Life Is All You Get Review

Life Is All You Get
After he loses his job, his father, and his girlfriend, Jan's life is a shambles. Then suddenly he meets freakish street musician Vera, and a bittersweet romance unfolds...

by Julie Stevens |
Published on
Release Date:

17 Jul 1998

Running Time:

115 minutes



Original Title:

Life Is All You Get

Having cast an envious eye Blighty-wards and spotted a film industry booming on the back of its kitchen sink comedies, it's perhaps no surprise that Wolfgang Becker's German export flagrantly tries to imitate the formula in the pursuit of international success.

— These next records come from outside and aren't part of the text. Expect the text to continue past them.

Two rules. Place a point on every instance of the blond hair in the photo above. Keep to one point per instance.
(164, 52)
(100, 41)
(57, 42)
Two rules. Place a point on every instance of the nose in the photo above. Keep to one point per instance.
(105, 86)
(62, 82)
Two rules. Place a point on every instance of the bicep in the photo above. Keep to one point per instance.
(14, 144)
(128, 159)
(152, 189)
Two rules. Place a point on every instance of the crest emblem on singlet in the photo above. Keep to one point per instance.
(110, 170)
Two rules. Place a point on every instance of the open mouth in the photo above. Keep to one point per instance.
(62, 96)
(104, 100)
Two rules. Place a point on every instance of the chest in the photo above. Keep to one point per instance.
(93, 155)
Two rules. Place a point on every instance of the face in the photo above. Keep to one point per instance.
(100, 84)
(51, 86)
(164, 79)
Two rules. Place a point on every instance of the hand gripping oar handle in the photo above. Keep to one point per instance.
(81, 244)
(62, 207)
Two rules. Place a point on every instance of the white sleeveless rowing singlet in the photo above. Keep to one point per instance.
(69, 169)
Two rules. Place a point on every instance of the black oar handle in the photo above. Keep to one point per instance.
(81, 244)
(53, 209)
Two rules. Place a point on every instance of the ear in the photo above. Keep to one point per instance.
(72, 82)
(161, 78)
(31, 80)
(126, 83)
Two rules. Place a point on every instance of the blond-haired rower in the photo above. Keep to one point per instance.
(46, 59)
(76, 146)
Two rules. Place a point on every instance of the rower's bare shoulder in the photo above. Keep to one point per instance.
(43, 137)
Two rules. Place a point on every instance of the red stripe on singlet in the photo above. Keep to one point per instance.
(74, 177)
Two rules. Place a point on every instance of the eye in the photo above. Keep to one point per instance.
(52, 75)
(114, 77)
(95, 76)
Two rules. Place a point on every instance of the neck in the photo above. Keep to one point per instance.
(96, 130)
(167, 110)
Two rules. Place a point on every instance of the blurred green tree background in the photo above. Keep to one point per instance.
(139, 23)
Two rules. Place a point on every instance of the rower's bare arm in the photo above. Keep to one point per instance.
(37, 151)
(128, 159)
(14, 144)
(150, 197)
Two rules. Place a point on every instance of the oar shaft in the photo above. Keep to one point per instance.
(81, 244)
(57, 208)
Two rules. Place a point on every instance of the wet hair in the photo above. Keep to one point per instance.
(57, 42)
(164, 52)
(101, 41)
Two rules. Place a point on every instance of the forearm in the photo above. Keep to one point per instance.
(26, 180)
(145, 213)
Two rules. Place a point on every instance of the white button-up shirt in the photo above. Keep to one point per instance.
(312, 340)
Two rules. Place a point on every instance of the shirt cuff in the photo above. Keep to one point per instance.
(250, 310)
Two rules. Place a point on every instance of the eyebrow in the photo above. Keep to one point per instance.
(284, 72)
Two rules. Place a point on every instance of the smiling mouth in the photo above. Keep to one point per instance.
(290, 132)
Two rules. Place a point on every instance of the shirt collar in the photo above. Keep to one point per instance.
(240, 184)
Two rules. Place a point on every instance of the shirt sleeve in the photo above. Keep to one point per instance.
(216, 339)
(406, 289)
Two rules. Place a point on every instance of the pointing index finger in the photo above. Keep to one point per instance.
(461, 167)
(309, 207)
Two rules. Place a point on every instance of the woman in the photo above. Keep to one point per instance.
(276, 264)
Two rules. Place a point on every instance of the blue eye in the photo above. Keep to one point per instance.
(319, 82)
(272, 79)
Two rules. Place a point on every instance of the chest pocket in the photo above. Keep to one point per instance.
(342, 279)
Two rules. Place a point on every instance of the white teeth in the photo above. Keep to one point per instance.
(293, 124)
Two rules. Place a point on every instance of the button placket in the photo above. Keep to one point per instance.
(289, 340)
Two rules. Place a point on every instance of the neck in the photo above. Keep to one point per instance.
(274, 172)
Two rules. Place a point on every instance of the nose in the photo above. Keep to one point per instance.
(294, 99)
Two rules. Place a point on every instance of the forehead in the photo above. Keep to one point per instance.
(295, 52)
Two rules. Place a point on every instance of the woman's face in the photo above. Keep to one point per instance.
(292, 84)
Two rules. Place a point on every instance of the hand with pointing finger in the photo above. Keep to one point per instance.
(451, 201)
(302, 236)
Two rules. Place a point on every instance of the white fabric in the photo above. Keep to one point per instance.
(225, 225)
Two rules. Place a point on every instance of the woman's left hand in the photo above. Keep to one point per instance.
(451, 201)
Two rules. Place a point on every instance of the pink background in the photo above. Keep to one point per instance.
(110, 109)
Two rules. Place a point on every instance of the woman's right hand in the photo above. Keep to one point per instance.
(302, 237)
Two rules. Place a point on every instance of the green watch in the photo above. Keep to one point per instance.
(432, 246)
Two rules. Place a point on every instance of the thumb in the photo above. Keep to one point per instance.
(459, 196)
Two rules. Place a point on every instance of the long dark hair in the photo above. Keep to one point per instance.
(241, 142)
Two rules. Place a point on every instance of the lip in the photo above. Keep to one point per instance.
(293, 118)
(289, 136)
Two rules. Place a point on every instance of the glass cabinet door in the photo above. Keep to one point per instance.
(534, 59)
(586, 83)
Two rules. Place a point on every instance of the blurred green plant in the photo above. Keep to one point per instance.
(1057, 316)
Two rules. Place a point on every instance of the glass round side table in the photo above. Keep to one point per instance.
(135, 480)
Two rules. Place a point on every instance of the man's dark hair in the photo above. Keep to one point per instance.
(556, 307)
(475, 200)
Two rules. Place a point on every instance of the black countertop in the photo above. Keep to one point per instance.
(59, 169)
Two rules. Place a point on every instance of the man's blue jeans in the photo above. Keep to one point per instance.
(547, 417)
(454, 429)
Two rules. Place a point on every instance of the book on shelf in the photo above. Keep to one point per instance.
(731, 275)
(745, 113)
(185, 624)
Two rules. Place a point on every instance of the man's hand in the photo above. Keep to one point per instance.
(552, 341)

But since the words "German" and "comedy" have never enjoyed much of an association in the eyes of the world, it's little wonder that Becker's offering - a tale of lowly Berliners struggling to come to terms with the twists, turns and savagery of modern life in their reunified crossroads city - is less in the style of The Full Monty and more a comprehensive hijack of the territory inhabited by Ken Loach and Mike Leigh. But without the laughs.

Around the very British style, hangs a series of anecdotal episodes involving dreamy, out-of-work butcher Jan Nebel (Vogel). Down on his luck, Jan quite literally runs into Vera (Paul), the love of his life, in the midst of a Berlin riot. During the course of the pair's up-and-down affair, Jan - who may or may not be HIV positive following a brief liaison with an abattoir worker - is befriended by ageing teddy boy Buddy (Loach regular Tomlinson, here dubbed into German) and has to cope with the faintly comical death of his father, along with the ongoing integration of his immediate family ties.

It's hardly knockabout material and for the most part Becker's pacy feature errs on the side of kitchenette drama with just a few sight gags thrown in for good measure.

Featuring topnotch work from a lively cast - and that includes Tomlinson, who transcends the language barrier to shine brightly - there's still a lot to be said for a quietly impressive little urban drama, which proves if German cinema is looking to rediscover its place in the world, then Life Is All You Get isn't a bad starting point.